I’ve always suggested that the setting up of my blog was a conspiracy. I entered the kitchen one day and Jason was on my lap top secretively typing away. Let me even go back and say that it was his idea to get me a laptop. (Is lap top one word or two? See, I have no business owning one.) I sin more while using technology (well, that and driving my car and shopping cart in busy lanes ) than any other time. Anyway. Jason set up my blog/website, whatever you want to call it. I hadn’t asked for it. I made C’s on most every college English paper. Still, Jason not only set up my blog, he encouraged me to write. You want to know why I think he did this? Don’t get me wrong, he’s really sweet and he believes in me and all that jazz….
but the truth is, his man ears can’t take all that I have to say.
I have a lot to say; both when things are fine and dandy and when a dark cloud has perched itself right overhead. My therapy, when I’m weary, confused, angry, when I’m feeling hopeless and even when my heart could burst from excitement, is to talk about it. I will say that I’m an excellent secret keeper, but when it comes to my thoughts and my FEELINGS, I want to share, share share.
Much like outside my window today, my mood is cloudy. Today is Jason’s day off. So as he sat beside me in our oversized brown chair earlier, I had the ear I’ve been waiting for all (busy, long, long) week. I hadn’t gotten very far when he said, “You know, it’s been a while since you’ve written anything. You should write.” So here I am, obedient wife that I am.
Jason’s not the only one whose ear I’ve near talked off lately. I have good friends, females no doubt, who God shared with me to endure all the words.
Still, there are things, deep things that are better poured out somewhere rather than on human ears. I’ve been doing a lot of praying. Much of my praying must seem like Hannah in 1 Samuel who prayed so embittered and broken that she was mistaken to be drunk. Some of my prayers are desperate, and they’re never thought out. I’m so glad it can be that way with God, unlike texts that I send where I find myself typing….deleting…..typing…..finger-tapping on my forehead, thinking, deleting……….typing……sending……then wish I could go back and delete.
With God, my words and murmurs-good, bad, unintelligible, and even my rare silence is heard and understood.
….the Spirit helps us in our weakness. We do not know how to pray as we ought, but that very Spirit intercedes with sighs too deep for words. Romans 8:26
There are, according to several different sources, 783,137 words in the Bible. Every one of them are spoken to me and to you. They’re spoken personally.

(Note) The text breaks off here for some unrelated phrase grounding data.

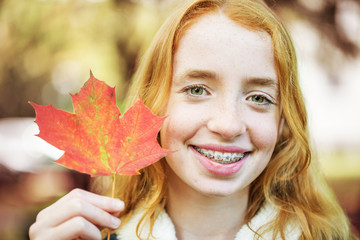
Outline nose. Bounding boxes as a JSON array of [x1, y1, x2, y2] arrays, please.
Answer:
[[207, 99, 246, 140]]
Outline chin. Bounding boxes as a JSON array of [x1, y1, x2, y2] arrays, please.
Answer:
[[193, 179, 250, 198]]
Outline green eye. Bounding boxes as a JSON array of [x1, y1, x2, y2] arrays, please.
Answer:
[[251, 95, 266, 103], [190, 87, 204, 95]]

The words are a beautiful story, they’re mystery, and a carefully crafted love letter to each of us. But in addition to all of those words, sometimes God whispers just a word or two, stilling our soul.
This morning those words were “Better things”.

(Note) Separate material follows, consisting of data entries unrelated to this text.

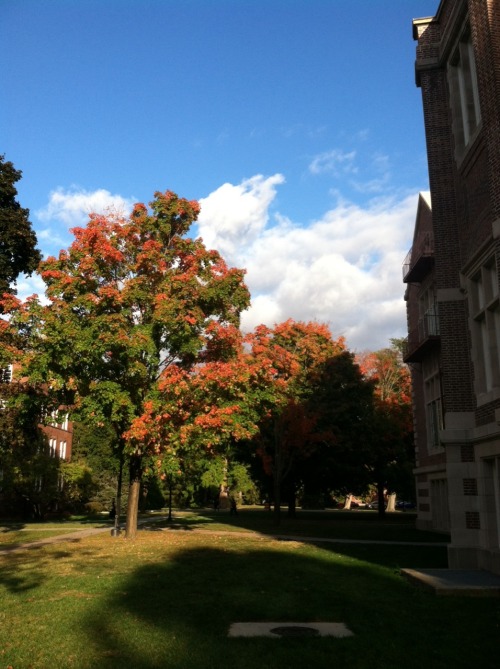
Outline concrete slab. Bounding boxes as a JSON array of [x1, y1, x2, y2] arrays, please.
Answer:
[[228, 622, 354, 638], [402, 568, 500, 596]]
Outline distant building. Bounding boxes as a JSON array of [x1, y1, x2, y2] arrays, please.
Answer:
[[404, 0, 500, 574]]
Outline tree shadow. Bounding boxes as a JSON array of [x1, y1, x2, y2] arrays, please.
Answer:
[[0, 529, 495, 669], [79, 541, 456, 669], [0, 521, 26, 533], [142, 514, 223, 531], [0, 548, 73, 592]]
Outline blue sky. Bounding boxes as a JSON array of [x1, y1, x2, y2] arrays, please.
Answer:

As I was getting ready I did what I do every day. I was drying my hair with my right hand, clicking on a news article with my left finger, ready to read another piece that would add to the brokenness I have felt in my heart as of late. I heard, what was like one of those Spirit sighs, say softly “Better things”. Set your mind on better things. A verse came to me. It’s a verse I’ve used in a dozen posts making you think it might be one of the only ones I know, a verse I’ve read over and over; a verse that is working in me so diligently to guide my life.
…..whatever is true
….…whatever is noble
………whatever is right
…………whatever is pure
…………….whatever is lovely
………………..whatever is admirable
If anything is excellent or praiseworthy—think about such things. Philippians 4:8
Think about “Better Things”
I know that while we think about better things, we are merely distracting ourselves from pain and sorrow and the things we just don’t understand, but this brokenness and feeling of incompleteness won’t always be.

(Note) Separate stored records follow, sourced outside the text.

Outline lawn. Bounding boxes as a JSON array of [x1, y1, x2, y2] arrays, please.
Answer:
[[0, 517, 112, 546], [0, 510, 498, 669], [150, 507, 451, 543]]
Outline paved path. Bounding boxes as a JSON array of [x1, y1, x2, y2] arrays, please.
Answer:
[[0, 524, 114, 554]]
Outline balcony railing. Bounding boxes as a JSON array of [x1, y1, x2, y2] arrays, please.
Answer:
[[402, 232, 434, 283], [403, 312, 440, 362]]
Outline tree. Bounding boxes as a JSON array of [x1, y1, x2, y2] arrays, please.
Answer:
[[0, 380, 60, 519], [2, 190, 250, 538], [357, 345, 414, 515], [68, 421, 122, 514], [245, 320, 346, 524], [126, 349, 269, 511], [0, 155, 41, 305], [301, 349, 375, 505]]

Better things are to come.
There will come a day with no more tears, no more pain, and no more fears
There will be a day when the burdens of this place
Will be no more, we’ll see Jesus face to face (Jeremy Camp-There Will be a Day)
He will wipe away every tear from their eyes. There will be no more death or mourning or crying, for the old order of things has passed away. Revelation 21:4
For the record, my man who conspired against me, is good. He’s very, very good.
And my friends who get phone neck cricks and answer my epically long texts? Well, they’re good too.